Grant will fund new language classes and outreach programs
The Center for Asian Studies, CAS, at CU has been awarded two grants totaling $1.8 million and is now one of only three National Resource Centers for Asian Studies in the nation.
The four-year grants were awarded by the U.S. Department of Education and will fund library acquisitions, K-12 outreach programs, graduate student fellowships and new language classes in Farsi and Indonesian.
According to the director of CAS, Laurel Rodd, the organization is interdisciplinary and represents 83 faculty members, five professional schools and 20 academic departments.
“When you go for the NRC (National Resource Centers) grant, your program already has to have a lot of strengths,” Rodd said. “The grants are quite an endorsement of what we were already doing, but they also give us an opportunity to build.”
The CAS hopes the grant will help to improve the university’s language program.
“For a university of its size, CU has traditionally offered very few language classes,” Rodd said.
Chinese and Japanese were added to the curriculum after World War II, and Korean, Arabic and Hindi languages are now offered.
Farsi and Indonesian, which will begin in fall 2007 after a national search for instructors, were chosen because they had the most student interest. There are also many heritage speakers of those languages on the CU campus, Rodd said.
Farsi, or Persian, is spoken mainly in Iran, according to Abderrahman Aissa, a professor of Arabic in the Spanish and Portuguese department.
“With the changes that are going on in the world, we need an American citizenship knowledgeable in all areas of the world,” Rodd said.
Introductory Asian language classes are open to CU students in all degree programs. Although Chinese and Japanese are the only Asian languages with their own majors, Rodd said that the hope is for each language to eventually become a four-year degree program.
Rodd sees many anthropology, linguistics and religious studies majors in the new language programs. Recently, however, there have been more engineering, MCDB and computer science majors who will need the language skills to do collaborative work with those in their field in other parts of the world.
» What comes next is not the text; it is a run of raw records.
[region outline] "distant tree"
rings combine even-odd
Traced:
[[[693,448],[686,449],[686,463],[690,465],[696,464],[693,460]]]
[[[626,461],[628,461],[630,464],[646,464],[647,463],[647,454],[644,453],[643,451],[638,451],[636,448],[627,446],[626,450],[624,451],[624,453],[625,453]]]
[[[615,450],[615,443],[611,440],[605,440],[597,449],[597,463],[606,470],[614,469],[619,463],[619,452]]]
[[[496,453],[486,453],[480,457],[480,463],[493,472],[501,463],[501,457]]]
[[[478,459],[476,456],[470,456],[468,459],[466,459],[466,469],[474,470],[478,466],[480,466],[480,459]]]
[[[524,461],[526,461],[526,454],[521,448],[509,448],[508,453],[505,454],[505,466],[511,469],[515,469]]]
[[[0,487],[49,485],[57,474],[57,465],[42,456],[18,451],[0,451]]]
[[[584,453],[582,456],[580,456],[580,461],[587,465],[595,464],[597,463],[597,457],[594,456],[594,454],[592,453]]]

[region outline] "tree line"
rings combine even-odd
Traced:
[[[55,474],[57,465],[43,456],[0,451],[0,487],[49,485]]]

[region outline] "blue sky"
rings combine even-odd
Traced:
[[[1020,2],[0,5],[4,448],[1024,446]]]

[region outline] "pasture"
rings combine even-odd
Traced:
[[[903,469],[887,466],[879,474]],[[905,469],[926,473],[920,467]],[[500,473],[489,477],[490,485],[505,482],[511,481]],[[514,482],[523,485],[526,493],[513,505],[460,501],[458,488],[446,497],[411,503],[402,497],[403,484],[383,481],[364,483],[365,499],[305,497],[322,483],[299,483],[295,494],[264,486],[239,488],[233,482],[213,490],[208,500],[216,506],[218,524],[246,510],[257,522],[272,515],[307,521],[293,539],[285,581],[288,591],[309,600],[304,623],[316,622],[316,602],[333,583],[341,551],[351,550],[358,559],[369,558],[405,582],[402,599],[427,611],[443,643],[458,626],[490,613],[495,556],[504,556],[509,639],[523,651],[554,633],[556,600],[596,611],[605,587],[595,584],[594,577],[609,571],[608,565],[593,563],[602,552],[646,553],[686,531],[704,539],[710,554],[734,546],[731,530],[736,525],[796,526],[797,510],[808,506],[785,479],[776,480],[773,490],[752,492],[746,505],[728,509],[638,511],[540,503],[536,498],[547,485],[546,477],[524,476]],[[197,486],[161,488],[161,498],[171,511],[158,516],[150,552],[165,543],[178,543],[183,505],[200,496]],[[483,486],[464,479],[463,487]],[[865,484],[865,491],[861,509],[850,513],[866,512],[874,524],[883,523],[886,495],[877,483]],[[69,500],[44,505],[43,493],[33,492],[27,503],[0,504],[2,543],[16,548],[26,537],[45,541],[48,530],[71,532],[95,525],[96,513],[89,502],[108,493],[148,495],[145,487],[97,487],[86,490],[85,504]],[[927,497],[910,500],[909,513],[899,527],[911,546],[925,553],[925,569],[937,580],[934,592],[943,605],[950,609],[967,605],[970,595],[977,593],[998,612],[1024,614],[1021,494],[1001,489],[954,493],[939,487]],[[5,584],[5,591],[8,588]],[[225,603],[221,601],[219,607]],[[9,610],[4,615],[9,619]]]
“It’s exciting to get the grants, but it’s also going to be a lot of work,” Rodd said.
Laura Kehoe, a sophomore music major, is taking an introductory Hindi class being offered for the first time this fall.
“I think I was born interested in Hindi,” Kehoe said. “I’ve always loved Indian music.”
The classes seem to be gaining more and more popularity among the student body.
“The classes had a bumpy start, but now students are requesting 3000 level courses,” Aissa said. “Arabic is a difficult language, you are like a baby when you first begin because it’s not based on the Roman alphabet.”
The classes aren’t easy, but the students seem motivated to learn it, Aissa said.
“They always arrive early to class,” Aissa said.